XRP’s immediate technical picture is defined by compression, not trend expansion. Public market trackers show the token spending March 2026 inside a broad $1.20 to $1.60 value area, with closes around $1.38 to $1.43 on March 10-12. CoinLore listed XRP at $1.39 on March 10 with roughly $2.5 billion in volume and an $83.3 billion market cap, while CoinCodex showed a March 10-11 close near $1.38 with $4.17 billion in volume and an $85.29 billion market cap. That places XRP well below the levels seen during stronger momentum phases, but still far above the sub-$1 zone that would signal a deeper structural breakdown.

The trendline argument comes from higher-time-frame chart structure. A TradingView-linked market report described XRP as retesting a rising support line that previously aligned with major rallies, including the 2017 cycle and a 2024 advance. That does not confirm another rally, but it explains why chart-focused traders are watching support rather than chasing breakouts. The same report also identified a heavy supply zone around $2.40 to $2.60, meaning XRP would need a weekly close above that band to invalidate the broader ceiling that has capped upside attempts.

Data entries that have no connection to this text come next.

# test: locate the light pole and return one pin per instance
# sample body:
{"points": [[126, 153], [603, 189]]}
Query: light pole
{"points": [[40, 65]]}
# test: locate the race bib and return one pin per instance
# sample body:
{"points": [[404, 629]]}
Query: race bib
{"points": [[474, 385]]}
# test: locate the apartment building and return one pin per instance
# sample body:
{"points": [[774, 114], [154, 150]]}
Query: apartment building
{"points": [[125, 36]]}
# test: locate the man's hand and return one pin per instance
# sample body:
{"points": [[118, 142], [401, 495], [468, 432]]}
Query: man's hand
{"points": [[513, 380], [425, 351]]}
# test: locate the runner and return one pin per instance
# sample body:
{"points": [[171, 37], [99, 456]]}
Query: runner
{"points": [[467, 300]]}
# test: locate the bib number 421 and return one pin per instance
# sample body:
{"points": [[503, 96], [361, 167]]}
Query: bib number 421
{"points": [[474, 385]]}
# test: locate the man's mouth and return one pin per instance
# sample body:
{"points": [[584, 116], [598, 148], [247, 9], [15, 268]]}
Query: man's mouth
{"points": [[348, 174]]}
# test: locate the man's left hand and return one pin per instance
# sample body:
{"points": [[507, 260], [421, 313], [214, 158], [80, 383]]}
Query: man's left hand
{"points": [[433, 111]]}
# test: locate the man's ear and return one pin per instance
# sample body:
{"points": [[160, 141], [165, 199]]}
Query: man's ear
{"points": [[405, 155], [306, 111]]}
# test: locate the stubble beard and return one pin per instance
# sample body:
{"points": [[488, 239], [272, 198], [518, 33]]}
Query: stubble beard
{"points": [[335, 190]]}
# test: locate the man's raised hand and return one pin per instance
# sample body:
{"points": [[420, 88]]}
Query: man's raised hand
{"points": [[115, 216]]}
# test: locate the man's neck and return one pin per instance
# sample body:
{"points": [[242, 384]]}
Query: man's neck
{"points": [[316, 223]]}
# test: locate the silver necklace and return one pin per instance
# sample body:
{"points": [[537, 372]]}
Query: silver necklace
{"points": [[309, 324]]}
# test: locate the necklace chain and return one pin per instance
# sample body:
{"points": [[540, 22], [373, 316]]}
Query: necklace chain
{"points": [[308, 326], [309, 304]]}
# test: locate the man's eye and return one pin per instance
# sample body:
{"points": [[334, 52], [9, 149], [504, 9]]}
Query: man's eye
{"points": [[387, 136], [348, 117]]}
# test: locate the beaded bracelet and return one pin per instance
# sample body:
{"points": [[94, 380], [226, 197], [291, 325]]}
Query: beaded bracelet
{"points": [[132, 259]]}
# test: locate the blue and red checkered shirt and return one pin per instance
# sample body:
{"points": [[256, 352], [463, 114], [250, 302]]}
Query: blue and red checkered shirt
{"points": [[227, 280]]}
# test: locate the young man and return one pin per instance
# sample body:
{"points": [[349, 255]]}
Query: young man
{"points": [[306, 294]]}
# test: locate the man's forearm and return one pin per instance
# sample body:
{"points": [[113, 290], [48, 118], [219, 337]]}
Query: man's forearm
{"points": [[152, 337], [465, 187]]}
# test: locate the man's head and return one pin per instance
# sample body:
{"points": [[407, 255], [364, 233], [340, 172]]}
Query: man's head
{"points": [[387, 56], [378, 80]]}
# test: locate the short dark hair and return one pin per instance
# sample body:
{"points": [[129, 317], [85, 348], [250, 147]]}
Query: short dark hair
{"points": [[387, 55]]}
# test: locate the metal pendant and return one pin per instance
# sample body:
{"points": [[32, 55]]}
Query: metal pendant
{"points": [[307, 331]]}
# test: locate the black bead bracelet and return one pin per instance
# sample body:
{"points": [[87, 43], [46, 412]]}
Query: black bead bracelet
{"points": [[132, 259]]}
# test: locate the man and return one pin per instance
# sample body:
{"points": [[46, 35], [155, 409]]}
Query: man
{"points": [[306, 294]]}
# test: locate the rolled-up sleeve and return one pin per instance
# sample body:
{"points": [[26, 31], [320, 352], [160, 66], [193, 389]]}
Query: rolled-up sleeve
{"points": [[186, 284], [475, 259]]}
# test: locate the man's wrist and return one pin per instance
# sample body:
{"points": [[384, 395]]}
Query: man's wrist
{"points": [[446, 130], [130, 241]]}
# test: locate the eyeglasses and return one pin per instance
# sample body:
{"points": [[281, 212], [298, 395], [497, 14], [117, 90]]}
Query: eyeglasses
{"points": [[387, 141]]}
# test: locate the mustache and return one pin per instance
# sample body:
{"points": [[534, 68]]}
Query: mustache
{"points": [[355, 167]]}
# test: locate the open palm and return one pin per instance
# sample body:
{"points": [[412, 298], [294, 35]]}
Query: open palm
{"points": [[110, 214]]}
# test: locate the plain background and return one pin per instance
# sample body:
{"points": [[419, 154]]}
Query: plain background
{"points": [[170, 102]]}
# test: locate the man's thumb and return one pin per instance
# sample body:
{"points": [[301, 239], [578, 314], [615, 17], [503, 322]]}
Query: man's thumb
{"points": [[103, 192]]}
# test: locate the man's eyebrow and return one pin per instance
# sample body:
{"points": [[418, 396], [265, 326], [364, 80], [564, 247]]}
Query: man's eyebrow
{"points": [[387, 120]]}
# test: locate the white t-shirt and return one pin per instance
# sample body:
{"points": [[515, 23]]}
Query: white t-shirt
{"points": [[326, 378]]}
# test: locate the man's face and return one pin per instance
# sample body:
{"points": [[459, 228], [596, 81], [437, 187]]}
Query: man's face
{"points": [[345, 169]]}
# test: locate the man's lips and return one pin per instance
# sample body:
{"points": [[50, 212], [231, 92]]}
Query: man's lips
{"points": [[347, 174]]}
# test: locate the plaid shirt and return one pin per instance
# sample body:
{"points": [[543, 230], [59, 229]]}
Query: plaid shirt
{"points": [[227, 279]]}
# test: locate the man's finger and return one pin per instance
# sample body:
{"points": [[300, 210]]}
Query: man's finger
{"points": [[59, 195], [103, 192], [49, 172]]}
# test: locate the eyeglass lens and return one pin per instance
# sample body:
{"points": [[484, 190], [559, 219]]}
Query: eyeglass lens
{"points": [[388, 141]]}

That context matters because trendlines are only useful when they coincide with liquidity and participation. If price sits on support while volume fades and leverage unwinds, the support can fail quickly. In XRP’s case, that is the central risk behind the “crash could be looming” thesis: the chart may still be intact, but the market underneath it looks less committed than during prior impulse moves.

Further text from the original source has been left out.